“There’s an old joke: Uh … two elderly women are at a Catskill mountain resort, and one of ’em says, ‘Boy, the food in this place is really terrible.’ The other one says, ‘Yeah, I know, and such small portions’” (Woody Allen from Annie Hall).
PHILADELPHIA—The weirdest thing for me at the Kermit Gosnell murder trial has been the niggling over a broken scale, a cloudy fish tank, an aging ultrasound machine, a leaky ceiling, debatable milligrams of meds, and 24 versus 26 weeks in the Philadelphia abortion center. I know these things are important—and if you are bent on having an abortion anyway you might as well pick a clean facility where you can weigh yourself properly. But there is just something so bizarre, so beside the point, about complaining over portion size in a restaurant when the real issue is that the food stinks.
Brush aside the state-of-the-art superiority of suburban hospital abortions (yet who knows what goes on in their boiler rooms with inconvenient births?) and what you are left with in both venues is babies that are worm food. The first up in the closing arguments Monday, defense attorney Jack McMahon did his best to minimize the differences between Gosnell and his fellow abortionists by reminding us that, after all, the goal for one and all is dead babies. He rebuked the government and the press alike for sensationalizing the case with their unrelenting drumbeat of the phrase “house of horrors.” “Never in my life have I seen the presumption of innocence stomped on more than in this case,” said McMahon.
For the prosecution’s part, Assistant District Attorney Ed Cameron had to do the opposite: to maximize the difference between Gosnell and other abortionists.
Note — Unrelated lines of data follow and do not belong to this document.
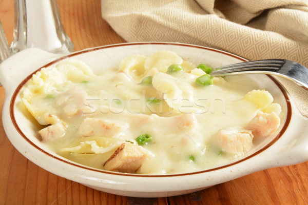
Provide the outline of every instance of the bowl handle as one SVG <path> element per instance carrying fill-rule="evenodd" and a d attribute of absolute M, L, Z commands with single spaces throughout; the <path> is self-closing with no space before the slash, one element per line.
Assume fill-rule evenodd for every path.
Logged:
<path fill-rule="evenodd" d="M 14 89 L 31 73 L 62 55 L 37 48 L 20 51 L 0 64 L 0 83 L 6 91 Z"/>
<path fill-rule="evenodd" d="M 297 116 L 293 116 L 289 125 L 291 128 L 284 134 L 284 137 L 272 147 L 274 151 L 271 155 L 264 156 L 266 160 L 271 161 L 270 163 L 277 163 L 276 166 L 272 164 L 274 167 L 294 165 L 308 160 L 308 119 L 299 113 L 293 115 Z"/>

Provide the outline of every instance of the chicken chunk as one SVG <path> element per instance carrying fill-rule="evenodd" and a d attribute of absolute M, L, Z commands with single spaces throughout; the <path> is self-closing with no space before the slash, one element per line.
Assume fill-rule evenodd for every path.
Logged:
<path fill-rule="evenodd" d="M 104 164 L 106 170 L 133 173 L 141 166 L 147 152 L 141 146 L 122 144 Z"/>
<path fill-rule="evenodd" d="M 118 136 L 126 129 L 124 125 L 116 124 L 109 120 L 86 118 L 79 127 L 79 134 L 82 136 L 102 136 L 112 137 Z"/>
<path fill-rule="evenodd" d="M 230 127 L 220 130 L 214 137 L 215 147 L 237 156 L 249 150 L 253 145 L 252 131 L 241 127 Z"/>
<path fill-rule="evenodd" d="M 258 112 L 247 125 L 254 131 L 256 137 L 267 137 L 276 131 L 280 125 L 280 118 L 275 112 L 271 114 Z"/>
<path fill-rule="evenodd" d="M 65 129 L 60 122 L 50 125 L 38 131 L 43 141 L 52 141 L 63 136 Z"/>
<path fill-rule="evenodd" d="M 72 88 L 61 94 L 57 100 L 57 105 L 63 106 L 63 111 L 68 116 L 93 113 L 95 111 L 89 100 L 87 92 L 76 88 Z"/>

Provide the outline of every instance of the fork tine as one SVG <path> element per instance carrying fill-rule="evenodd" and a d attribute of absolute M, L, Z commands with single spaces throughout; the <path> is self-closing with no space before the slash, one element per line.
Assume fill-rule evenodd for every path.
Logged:
<path fill-rule="evenodd" d="M 278 70 L 283 66 L 285 63 L 285 61 L 283 59 L 268 59 L 243 62 L 217 68 L 216 70 L 212 72 L 210 74 L 218 75 L 228 72 L 245 71 L 252 69 Z"/>
<path fill-rule="evenodd" d="M 217 69 L 224 69 L 228 68 L 241 67 L 242 66 L 251 67 L 251 66 L 253 65 L 255 66 L 273 66 L 281 67 L 285 63 L 285 61 L 284 60 L 279 59 L 254 60 L 221 66 Z"/>

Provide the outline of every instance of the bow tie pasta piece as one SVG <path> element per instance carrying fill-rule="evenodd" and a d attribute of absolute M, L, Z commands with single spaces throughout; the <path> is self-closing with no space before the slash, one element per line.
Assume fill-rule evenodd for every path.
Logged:
<path fill-rule="evenodd" d="M 181 65 L 183 59 L 176 53 L 169 51 L 159 51 L 148 56 L 144 61 L 144 69 L 149 70 L 156 69 L 159 72 L 165 73 L 170 65 Z"/>

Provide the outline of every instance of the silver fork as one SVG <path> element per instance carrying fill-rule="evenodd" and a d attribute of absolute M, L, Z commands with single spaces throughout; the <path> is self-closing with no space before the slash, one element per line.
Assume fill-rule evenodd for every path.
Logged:
<path fill-rule="evenodd" d="M 249 61 L 216 68 L 211 76 L 242 73 L 264 73 L 278 75 L 291 80 L 308 90 L 308 69 L 291 60 L 269 59 Z"/>

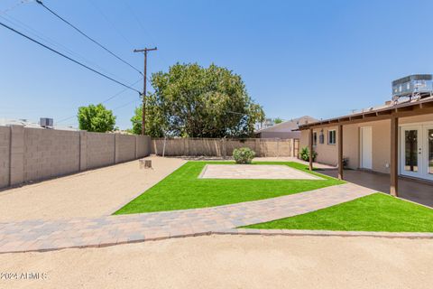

His was the tightrope dance of stirring us up to disgust with photos of aborted babies, while never letting us think about that fact that those photos could easily have been taken at nearby Abington Memorial Hospital. Sometimes I think he went a bridge too far for his own good, as when he stated almost proudly about his expert witness, abortionist Charles Benjamin: “In no case in 30,000 abortions was any baby born alive, because he did things the right way!” He stopped just short of nominating the fellow for a medal of honor.
Part of Cameron’s deft distancing act involved contrasting Gosnell’s method of disposal of accidental live births with the “proper” way of doing it. This was his most pathetic ploy of all. “Babies don’t like bright lights,” he said. “You’ve gotta make them feel comfortable. … They feel the cold.” Just in case I am not making myself clear, Cameron was not talking about administering heroic means to save the baby, but was commending the self-deceivingly called “comfort care” of babies left to die on a table.
And yet, so deep is the self-deception that Cameron, unaware of his own irony, pleaded to the jury emotionally, “Outside the mother all things change. Once a baby is outside the mother it is a human being. … You cannot accelerate the death process because that is murder.” So then, Gosnell’s crime is the acceleration, while Karen Feisullin, an ob-gyn at Abington Hospital, is laudable because her accidentally breathing babies die under a cloth in a non-accelerated fashion.
Both attorneys talked about “reasonable doubt,” McMahon calling for a more stringent standard than Cameron, of course. “Not proven means not guilty,” said the defender, putting me in remembrance of another famous defender whose catchy phrase, “If it does not fit, you must acquit” proved effective in a bygone celebrated murder trial.
Cameron did not exact that degree of fearful philosophical introspection from the jury. “Do you, as reasonable people, think he’s guilty?” he asked.
In the next few days, America will learn the jury’s answer to that question. In the meantime, for armchair trial watchers like you and me, the last two months’ tangle of legal, moral, and cultural questions has seemed anything but reasonable, and more like Gosnell’s cloudy fish tank.